NetApp
Founder and former CEO of CLOC (Corporate Legal Operations Consortium) Brenton discusses her latest project, Community of Legal Interns (CLI) – a diverse and inclusive program connecting legal interns across the globe, supported by Southern University Law Center.
A year ago, I was invited to speak at a law school event in Miami. While there, I was introduced to the chancellor of Southern University Law Center, John Pierre, and he said: ‘We’re doing things differently here’. It sounded intriguing, so a colleague and I from NetApp went to visit, with the goal of meeting some of Southern’s students and potentially hiring an intern. It was a life-changing event. When we got there, we discovered that the students were recruited for ‘grit and gratitude’, and they were amazing – one after another, after another.
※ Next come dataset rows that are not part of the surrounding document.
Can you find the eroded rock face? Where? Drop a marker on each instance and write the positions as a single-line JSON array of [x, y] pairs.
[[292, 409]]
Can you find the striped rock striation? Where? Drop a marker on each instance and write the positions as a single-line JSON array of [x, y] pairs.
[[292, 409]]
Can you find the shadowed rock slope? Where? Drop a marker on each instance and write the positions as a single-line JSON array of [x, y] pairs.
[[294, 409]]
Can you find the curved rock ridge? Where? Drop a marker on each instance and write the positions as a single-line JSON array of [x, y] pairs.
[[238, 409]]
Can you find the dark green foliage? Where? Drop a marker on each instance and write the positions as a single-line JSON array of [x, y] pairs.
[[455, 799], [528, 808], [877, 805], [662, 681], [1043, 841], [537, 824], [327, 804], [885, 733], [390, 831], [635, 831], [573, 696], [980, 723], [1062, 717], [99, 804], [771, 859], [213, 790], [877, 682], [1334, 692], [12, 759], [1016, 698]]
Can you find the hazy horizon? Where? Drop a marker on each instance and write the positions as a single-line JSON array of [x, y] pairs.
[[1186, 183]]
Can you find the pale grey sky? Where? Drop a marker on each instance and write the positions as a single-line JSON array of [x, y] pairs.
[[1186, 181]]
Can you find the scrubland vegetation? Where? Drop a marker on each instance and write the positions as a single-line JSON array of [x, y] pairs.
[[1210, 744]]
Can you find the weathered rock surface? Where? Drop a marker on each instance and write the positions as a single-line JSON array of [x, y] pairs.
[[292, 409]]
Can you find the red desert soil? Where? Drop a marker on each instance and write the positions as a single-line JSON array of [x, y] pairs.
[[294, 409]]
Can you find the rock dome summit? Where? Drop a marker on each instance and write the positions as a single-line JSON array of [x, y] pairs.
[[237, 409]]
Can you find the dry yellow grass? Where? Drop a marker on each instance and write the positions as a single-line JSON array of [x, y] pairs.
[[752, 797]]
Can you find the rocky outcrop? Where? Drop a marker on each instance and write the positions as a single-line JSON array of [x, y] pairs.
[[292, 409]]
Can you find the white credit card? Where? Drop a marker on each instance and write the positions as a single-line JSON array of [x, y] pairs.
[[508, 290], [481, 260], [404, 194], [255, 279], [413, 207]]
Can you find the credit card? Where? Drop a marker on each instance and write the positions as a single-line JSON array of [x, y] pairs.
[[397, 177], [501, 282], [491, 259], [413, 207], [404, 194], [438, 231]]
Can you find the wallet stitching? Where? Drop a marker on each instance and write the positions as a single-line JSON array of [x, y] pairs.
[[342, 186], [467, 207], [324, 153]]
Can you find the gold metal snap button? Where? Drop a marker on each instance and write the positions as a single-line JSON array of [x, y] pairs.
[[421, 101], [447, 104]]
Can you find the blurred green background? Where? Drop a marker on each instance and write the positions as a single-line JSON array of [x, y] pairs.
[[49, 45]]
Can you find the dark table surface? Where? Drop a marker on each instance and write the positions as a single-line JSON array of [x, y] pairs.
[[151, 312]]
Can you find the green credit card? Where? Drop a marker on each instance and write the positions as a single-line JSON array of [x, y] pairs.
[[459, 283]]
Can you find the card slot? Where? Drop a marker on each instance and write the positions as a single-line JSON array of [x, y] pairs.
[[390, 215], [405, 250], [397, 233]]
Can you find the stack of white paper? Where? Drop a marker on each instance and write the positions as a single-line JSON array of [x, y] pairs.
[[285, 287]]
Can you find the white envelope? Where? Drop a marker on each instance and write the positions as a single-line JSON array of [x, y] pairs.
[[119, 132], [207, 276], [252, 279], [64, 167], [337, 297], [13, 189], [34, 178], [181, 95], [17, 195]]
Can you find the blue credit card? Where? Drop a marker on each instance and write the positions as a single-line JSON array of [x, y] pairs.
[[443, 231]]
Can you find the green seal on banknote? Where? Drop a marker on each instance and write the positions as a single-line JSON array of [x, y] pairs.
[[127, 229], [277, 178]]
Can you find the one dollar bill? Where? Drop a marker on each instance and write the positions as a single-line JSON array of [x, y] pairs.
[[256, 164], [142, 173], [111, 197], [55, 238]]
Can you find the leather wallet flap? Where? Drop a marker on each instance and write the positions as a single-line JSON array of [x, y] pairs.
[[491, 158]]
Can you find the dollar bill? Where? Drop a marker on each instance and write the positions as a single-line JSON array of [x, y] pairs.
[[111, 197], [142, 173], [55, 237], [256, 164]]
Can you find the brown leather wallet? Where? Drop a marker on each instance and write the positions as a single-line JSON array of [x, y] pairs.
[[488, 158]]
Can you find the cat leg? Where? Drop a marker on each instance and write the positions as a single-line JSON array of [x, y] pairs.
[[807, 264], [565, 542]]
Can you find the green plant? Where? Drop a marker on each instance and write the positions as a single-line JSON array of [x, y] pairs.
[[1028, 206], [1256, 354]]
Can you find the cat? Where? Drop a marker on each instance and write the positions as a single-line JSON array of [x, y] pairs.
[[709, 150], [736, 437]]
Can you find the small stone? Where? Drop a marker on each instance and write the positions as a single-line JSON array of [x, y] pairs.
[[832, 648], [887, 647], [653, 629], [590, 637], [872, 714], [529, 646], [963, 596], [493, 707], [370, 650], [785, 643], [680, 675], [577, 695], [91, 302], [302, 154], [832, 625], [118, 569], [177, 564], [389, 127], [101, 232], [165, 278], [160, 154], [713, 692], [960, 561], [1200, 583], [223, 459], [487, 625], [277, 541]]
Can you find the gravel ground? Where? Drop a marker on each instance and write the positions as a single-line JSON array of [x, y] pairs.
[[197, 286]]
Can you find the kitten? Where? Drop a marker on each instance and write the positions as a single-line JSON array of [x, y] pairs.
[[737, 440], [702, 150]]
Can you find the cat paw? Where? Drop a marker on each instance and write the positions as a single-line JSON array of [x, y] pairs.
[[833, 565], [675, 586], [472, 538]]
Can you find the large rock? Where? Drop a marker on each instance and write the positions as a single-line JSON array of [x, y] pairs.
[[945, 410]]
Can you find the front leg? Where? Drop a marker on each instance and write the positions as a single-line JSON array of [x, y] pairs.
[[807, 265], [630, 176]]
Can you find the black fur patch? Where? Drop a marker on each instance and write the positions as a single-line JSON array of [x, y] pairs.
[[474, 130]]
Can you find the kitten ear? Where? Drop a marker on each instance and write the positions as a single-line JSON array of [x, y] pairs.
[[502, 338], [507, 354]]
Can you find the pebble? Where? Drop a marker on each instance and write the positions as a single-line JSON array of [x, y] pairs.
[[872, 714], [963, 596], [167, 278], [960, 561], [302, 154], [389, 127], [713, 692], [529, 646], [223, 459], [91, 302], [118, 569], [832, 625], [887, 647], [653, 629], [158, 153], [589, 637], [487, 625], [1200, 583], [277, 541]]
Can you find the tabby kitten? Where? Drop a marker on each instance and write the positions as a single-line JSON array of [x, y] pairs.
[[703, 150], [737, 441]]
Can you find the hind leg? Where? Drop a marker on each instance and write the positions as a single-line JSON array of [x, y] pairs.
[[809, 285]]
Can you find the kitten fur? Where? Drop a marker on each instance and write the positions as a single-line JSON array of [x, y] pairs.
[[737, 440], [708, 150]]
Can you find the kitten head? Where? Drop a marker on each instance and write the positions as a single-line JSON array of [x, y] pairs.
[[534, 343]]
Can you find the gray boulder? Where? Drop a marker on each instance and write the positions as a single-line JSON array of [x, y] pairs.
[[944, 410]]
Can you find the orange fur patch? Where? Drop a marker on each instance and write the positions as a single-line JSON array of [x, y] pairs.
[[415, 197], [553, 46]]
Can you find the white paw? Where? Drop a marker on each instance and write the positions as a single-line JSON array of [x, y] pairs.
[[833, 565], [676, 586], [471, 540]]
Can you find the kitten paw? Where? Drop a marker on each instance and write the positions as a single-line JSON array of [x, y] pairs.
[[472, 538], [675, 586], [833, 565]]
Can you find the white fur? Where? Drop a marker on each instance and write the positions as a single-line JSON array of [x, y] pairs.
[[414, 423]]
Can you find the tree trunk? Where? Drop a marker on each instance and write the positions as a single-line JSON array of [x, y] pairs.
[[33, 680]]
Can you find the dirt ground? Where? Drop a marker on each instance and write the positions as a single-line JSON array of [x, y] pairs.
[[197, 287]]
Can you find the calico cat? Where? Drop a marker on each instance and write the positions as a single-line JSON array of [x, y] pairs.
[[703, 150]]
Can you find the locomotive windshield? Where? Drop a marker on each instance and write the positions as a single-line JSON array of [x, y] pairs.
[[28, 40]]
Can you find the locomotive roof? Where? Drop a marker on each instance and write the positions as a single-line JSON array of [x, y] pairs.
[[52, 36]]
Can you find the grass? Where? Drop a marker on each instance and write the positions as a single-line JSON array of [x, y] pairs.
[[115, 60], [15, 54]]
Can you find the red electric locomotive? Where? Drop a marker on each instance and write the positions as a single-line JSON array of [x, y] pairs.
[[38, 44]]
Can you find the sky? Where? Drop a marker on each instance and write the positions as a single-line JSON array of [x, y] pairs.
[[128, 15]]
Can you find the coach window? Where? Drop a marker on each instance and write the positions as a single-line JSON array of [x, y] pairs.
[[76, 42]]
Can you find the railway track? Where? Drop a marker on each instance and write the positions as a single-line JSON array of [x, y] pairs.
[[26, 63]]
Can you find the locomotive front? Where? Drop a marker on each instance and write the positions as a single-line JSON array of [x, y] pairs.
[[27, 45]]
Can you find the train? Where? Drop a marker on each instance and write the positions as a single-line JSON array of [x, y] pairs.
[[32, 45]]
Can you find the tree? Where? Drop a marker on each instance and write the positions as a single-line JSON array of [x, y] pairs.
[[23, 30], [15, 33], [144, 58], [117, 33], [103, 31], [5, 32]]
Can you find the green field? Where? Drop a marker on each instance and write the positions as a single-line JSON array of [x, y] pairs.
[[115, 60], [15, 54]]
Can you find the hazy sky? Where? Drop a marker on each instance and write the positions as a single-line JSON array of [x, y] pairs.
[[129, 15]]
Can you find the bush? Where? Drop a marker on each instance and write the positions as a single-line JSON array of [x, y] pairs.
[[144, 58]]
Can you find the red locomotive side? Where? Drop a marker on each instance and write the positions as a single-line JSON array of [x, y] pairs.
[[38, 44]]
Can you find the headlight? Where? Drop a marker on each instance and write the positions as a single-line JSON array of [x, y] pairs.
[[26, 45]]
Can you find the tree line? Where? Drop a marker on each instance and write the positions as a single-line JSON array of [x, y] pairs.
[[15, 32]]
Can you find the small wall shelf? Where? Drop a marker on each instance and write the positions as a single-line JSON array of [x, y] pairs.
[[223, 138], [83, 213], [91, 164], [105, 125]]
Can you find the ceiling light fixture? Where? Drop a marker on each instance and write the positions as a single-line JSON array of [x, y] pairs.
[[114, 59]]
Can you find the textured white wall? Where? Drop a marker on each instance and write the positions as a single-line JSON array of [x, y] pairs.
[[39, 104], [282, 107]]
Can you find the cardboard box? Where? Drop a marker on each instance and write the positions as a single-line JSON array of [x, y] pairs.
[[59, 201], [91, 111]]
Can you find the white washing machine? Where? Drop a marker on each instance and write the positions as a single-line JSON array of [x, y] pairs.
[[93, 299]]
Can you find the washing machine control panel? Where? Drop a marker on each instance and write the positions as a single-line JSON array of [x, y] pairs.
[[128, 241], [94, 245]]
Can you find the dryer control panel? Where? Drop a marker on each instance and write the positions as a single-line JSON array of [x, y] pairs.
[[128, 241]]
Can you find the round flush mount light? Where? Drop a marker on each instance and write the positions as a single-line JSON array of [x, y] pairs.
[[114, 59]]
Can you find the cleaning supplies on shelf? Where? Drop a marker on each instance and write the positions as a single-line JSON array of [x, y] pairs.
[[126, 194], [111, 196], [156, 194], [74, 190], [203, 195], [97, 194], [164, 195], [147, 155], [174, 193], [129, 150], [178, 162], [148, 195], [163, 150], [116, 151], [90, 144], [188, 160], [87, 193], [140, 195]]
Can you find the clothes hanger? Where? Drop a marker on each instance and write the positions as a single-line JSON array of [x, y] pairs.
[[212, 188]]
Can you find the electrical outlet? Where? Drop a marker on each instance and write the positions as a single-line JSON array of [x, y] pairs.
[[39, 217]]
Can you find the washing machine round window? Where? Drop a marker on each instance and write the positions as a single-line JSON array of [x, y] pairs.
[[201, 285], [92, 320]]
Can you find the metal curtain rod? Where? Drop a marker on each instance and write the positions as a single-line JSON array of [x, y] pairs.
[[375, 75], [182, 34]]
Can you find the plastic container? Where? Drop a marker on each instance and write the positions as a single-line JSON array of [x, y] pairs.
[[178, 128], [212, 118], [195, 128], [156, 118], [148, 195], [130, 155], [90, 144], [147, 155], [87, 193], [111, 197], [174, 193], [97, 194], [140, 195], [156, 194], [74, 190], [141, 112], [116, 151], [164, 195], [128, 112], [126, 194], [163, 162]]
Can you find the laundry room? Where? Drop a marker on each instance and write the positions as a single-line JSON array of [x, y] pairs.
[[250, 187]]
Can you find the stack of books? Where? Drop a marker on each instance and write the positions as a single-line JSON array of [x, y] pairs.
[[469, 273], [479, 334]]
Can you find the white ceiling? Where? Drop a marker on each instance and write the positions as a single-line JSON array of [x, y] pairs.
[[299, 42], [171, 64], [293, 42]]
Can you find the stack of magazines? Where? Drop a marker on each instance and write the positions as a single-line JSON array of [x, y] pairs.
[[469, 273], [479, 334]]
Their life experiences were different compared to what I typically see for a student attending one of the Bay Area law schools. They’re not generally going into big law – that’s one of the areas to which they don’t have access. Many of them have had jobs for a long period of time, so they have a sense of what it is to work, alongside a passion for what they are studying and why they are studying. There’s a true desire to make a real difference in their communities. There’s an aspiration to learn and be exposed to a multitude of experiences so that they can bring that back and uplift their communities. The school itself is in Baton Rouge, one of the poorest cities in the US, and the students simply have a different cultural background, work background, attitude, and a real sense of grit.